Comment by androiddrew

25 days ago

Now all we need is better support for AMD gpus, both CDNA and RDNA types

6 comments

androiddrew

ZLUDA implements CUDA on top of AMD ROCm - they are explicitly targetting vLLM as their PyTorch compatibility test: https://vosen.github.io/ZLUDA/blog/zluda-update-q4-2025/#pyt...

(PyTorch does also support ROCm generally, it shows up as a CUDA device.)

ikari_pl 25 days ago
I feel like these technologies are named by the Polish at the companies. "CUDA" means "WONDERS" and "ZŁUDA" would be an "ILLUSION".
- Gracana 25 days ago
  
  ZLUDA was definitely intentional: https://github.com/vosen/ZLUDA/discussions/192

sofixa 25 days ago

You can run vLLM with AMD GPUs supported by ROCm: https://rocm.docs.amd.com/en/latest/how-to/rocm-for-ai/infer...

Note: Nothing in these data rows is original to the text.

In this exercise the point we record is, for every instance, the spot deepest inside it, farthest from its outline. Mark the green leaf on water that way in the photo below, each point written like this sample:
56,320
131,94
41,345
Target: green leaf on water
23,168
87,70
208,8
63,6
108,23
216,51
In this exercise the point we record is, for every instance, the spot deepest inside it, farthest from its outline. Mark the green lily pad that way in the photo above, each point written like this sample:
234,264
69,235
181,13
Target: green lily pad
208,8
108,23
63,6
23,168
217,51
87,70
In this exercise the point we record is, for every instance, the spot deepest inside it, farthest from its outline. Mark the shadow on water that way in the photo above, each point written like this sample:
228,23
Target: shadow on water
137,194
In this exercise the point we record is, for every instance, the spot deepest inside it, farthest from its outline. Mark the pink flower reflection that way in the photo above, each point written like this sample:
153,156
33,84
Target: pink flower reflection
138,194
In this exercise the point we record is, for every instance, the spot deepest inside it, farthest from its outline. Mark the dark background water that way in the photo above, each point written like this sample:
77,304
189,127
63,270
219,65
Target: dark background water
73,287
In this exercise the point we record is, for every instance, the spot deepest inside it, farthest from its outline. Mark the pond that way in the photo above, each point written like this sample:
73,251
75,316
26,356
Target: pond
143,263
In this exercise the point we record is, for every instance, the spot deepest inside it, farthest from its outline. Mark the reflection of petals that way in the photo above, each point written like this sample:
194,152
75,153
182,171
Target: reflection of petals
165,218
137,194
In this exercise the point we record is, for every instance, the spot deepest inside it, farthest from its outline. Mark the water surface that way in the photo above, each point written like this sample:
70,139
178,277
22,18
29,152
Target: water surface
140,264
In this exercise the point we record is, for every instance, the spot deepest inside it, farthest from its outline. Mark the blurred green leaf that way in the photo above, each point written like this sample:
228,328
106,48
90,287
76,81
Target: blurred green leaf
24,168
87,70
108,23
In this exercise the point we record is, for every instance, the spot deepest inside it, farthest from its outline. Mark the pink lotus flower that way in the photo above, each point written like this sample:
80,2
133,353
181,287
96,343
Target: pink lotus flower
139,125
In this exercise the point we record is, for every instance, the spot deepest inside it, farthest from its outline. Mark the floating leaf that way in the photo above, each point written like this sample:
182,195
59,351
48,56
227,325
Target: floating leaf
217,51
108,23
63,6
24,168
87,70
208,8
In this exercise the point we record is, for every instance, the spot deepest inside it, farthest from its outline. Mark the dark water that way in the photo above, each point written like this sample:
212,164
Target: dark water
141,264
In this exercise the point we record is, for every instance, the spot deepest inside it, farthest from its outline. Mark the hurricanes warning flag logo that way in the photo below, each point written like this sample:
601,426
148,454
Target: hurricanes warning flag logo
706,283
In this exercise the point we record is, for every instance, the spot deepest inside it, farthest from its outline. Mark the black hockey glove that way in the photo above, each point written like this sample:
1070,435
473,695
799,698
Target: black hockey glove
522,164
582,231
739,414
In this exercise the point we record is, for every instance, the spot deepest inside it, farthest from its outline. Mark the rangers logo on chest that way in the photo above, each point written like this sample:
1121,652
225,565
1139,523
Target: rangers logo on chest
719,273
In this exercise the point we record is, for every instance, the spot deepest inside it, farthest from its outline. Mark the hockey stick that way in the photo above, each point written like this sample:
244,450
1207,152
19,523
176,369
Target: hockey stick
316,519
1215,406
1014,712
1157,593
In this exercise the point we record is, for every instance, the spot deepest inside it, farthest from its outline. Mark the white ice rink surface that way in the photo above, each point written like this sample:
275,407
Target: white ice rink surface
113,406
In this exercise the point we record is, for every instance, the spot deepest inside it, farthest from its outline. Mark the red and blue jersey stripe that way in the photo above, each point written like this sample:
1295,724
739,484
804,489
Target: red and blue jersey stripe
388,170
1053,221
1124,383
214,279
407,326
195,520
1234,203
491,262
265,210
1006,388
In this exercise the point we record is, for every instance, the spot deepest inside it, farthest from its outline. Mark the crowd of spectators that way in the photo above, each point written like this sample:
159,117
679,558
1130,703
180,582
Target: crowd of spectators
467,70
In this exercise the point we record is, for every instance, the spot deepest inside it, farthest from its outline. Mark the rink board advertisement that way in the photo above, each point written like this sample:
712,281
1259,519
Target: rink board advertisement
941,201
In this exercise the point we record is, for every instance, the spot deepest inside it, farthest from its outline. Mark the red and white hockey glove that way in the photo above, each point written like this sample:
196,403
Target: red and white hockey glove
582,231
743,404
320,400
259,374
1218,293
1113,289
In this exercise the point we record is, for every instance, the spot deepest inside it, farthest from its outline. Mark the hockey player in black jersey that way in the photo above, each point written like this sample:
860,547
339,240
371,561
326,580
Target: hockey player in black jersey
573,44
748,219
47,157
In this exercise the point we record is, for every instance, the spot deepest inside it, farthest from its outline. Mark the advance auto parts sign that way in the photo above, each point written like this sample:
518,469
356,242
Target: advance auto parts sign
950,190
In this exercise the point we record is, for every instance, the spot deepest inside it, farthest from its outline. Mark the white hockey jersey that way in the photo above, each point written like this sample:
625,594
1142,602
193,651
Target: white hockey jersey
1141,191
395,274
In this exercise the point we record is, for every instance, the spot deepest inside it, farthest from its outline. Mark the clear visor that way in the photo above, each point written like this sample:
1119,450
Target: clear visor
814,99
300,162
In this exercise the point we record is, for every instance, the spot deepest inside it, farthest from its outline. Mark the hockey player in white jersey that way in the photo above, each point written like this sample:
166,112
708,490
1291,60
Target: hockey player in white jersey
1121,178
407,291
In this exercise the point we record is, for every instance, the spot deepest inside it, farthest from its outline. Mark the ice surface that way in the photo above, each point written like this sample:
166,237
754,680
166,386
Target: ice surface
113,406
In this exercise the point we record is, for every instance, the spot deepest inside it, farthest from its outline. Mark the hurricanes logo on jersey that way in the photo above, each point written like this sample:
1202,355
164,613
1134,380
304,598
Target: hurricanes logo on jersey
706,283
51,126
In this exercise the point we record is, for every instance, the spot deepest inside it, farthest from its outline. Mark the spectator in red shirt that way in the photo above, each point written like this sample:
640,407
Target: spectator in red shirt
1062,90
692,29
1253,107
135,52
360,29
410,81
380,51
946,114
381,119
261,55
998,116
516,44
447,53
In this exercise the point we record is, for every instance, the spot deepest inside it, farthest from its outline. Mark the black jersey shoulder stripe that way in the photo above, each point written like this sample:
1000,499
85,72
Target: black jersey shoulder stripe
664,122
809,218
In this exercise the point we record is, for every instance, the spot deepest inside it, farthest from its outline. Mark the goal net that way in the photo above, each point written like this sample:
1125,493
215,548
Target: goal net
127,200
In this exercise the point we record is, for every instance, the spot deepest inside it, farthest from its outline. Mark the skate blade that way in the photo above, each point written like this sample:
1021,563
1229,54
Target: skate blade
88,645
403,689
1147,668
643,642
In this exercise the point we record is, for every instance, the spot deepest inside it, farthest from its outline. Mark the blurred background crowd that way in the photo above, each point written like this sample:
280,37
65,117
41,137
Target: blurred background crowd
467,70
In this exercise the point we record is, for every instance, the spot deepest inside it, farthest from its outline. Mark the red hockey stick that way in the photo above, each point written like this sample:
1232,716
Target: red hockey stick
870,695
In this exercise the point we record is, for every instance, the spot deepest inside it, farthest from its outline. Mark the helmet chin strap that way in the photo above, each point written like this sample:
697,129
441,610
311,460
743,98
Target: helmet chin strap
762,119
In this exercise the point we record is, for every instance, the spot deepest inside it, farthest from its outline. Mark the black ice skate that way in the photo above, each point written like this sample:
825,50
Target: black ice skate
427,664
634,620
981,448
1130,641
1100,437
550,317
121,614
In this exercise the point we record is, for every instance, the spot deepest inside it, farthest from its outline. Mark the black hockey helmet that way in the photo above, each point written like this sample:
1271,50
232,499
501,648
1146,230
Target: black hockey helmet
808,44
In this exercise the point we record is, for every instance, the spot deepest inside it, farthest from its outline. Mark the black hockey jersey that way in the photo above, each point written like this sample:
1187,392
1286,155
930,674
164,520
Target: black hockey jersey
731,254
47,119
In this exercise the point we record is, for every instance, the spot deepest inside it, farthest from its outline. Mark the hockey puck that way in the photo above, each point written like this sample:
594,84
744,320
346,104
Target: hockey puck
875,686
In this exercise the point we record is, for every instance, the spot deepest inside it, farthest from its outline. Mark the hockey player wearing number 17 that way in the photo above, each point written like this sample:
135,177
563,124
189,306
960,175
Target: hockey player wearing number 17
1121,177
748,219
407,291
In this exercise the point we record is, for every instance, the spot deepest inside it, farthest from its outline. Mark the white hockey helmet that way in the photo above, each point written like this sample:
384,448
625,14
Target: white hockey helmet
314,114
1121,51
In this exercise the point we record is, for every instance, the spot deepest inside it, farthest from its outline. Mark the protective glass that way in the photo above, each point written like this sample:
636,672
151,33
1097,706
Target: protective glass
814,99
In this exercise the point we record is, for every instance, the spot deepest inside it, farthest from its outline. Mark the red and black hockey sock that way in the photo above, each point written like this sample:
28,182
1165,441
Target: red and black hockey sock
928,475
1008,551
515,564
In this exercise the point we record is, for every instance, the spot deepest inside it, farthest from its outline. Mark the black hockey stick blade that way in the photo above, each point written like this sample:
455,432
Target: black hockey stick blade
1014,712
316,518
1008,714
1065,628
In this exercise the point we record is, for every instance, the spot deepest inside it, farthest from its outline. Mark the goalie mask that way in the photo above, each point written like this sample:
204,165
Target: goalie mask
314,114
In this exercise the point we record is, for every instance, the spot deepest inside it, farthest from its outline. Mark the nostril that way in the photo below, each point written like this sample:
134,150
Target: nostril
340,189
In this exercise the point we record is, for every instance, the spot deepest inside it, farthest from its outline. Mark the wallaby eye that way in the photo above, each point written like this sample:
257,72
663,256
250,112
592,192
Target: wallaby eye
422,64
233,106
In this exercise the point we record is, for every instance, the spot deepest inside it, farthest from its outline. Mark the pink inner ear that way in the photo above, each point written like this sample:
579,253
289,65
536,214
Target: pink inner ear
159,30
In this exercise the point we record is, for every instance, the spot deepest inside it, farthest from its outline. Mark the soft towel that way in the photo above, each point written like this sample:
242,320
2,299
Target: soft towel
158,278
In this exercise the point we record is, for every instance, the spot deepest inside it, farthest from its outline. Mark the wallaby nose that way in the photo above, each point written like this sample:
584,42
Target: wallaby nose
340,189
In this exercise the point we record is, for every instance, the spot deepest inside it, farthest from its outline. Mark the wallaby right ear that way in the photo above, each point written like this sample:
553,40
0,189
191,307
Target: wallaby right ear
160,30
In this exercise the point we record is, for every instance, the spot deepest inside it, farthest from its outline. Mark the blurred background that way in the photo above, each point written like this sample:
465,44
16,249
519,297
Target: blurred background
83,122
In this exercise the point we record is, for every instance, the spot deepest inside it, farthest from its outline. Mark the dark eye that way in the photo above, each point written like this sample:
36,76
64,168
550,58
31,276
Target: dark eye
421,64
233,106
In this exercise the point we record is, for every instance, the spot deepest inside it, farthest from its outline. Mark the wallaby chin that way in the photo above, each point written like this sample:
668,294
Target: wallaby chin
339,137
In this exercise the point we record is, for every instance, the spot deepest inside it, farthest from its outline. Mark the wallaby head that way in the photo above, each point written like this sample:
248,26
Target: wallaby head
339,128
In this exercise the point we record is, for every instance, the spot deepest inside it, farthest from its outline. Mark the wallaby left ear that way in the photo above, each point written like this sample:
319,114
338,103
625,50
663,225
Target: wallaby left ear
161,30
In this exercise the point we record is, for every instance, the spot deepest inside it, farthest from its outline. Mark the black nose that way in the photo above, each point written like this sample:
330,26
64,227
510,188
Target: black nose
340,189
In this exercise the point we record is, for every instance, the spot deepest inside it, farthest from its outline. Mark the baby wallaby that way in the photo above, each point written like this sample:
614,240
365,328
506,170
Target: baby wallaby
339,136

However from experience with an AMD Strix Halo, a couple of caveats: it's drastically slower than Ollama (tested over a few weeks, always using the official AMD vLLM nightly releases), and not all GPUs were supported for all models (but that has been fixed).

bildung 25 days ago
vLLM ususally only plays out its strength when serving multiple users in parallel, in contrast to llama.cpp (Ollama is a wrapper around llama.cpp).
If you want more performance, you could try running llama.cpp directly or use the prebuilt lemonade nightlies.
- sofixa 25 days ago
  
  But vLLM was half the t/s of Ollama, so something was obviously not ok.